Coperni was already on a strong growth trajectory before the spray-on dress. Sales had doubled every season since 2021, reaching a few million in 2022, which is all Vaillant will disclose. But SS23 was an acceleration of Coperni’s brand awareness on a global scale, says Stefano Martinetto, CEO of accelerator Tomorrow Ltd that works with Coperni among other brands. It took the brand from a buzzy up-and-comer known amongst fashion insiders to a globally recognised label, the founders say. 

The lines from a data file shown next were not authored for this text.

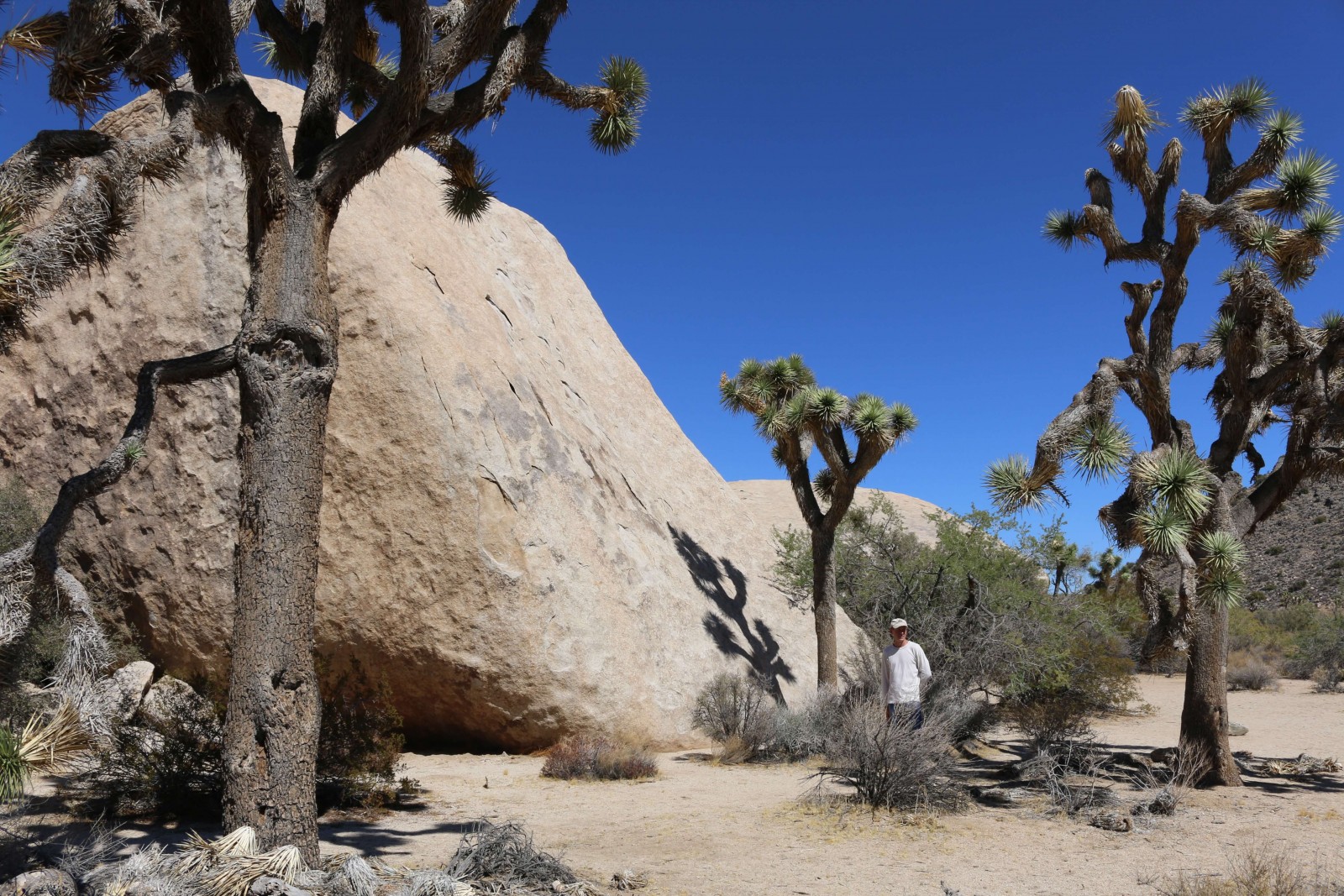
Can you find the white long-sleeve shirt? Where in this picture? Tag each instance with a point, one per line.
(904, 673)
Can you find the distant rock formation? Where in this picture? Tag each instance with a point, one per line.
(1299, 553)
(515, 531)
(773, 504)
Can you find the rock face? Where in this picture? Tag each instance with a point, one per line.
(1299, 553)
(772, 503)
(515, 531)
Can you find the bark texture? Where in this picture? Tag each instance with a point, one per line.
(286, 365)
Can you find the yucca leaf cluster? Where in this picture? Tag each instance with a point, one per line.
(786, 403)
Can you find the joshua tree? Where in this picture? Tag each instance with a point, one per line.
(67, 196)
(1182, 506)
(796, 414)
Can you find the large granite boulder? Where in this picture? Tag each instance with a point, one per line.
(515, 531)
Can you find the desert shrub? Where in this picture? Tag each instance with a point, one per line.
(597, 758)
(801, 732)
(506, 855)
(1247, 672)
(1053, 705)
(165, 761)
(736, 708)
(893, 765)
(1319, 654)
(981, 611)
(360, 746)
(1261, 871)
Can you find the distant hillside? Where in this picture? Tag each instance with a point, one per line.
(1299, 553)
(772, 504)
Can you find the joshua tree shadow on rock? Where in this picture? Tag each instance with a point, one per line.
(732, 633)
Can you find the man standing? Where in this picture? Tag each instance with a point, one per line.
(905, 671)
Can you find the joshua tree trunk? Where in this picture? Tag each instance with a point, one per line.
(824, 606)
(1203, 721)
(286, 362)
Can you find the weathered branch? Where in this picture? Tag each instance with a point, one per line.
(34, 567)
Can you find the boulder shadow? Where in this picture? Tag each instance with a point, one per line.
(727, 624)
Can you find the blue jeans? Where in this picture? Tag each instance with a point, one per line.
(900, 711)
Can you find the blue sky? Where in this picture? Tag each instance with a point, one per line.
(864, 183)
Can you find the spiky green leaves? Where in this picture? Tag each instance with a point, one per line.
(784, 398)
(617, 127)
(1012, 488)
(824, 484)
(1132, 120)
(1213, 113)
(1222, 559)
(288, 66)
(468, 186)
(1175, 479)
(134, 452)
(13, 770)
(1220, 332)
(1321, 226)
(1281, 130)
(1065, 228)
(1101, 449)
(8, 239)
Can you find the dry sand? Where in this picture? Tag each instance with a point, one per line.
(702, 829)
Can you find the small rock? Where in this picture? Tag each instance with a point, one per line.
(127, 687)
(1117, 821)
(40, 883)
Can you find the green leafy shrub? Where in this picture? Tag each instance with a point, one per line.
(891, 765)
(360, 746)
(984, 611)
(597, 758)
(165, 761)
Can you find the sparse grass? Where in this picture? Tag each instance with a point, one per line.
(891, 765)
(1258, 872)
(597, 758)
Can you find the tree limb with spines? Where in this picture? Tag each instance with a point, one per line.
(1179, 503)
(186, 53)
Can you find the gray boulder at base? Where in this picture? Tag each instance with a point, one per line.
(515, 531)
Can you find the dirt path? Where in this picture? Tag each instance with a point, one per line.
(703, 831)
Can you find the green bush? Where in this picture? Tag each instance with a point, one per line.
(596, 758)
(981, 610)
(165, 761)
(19, 519)
(1249, 672)
(891, 765)
(360, 748)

A day ahead of the show, the team did a run through with one model and the full “pack” of robots. Photo: Jean du Sartel-Heintz

This isn’t the first time we’ve seen robots on the runway. From McQueen’s robotic arm spraying Shalom Harlow for SS99, to a giant robot walking the runway with Irina Shayk at Philipp Plein in AW18, designers have long experimented in this space. For Coperni, the performance is blending the old and the new, taking a well-known fable and rethinking it to examine the relationship between humans and tech. Plus, they’re coordinating a full cast of models and five robots to interact and move together. 


The AW23 collection sees the brand’s iconic bridge boot reimagined in rubber. Photo: Jean du Sartel-Heintz

Hours before the show, the casting was finally done. Meyer and Vaillant were watching a rehearsal with some of the models, making final tweaks. Vaillant himself ran onto the set himself to help correct models going in the wrong direction. Van Rompaey practised “the” moment, with varying degrees of success at first. “I’m so excited,” Vaillant beamed backstage, where champagne was already chilling for the post-show celebrations. “Did you see the rehearsal? It’s like being at the theatre! This is what we love, creating an experience for our guests and showing them innovation – we can’t wait.”.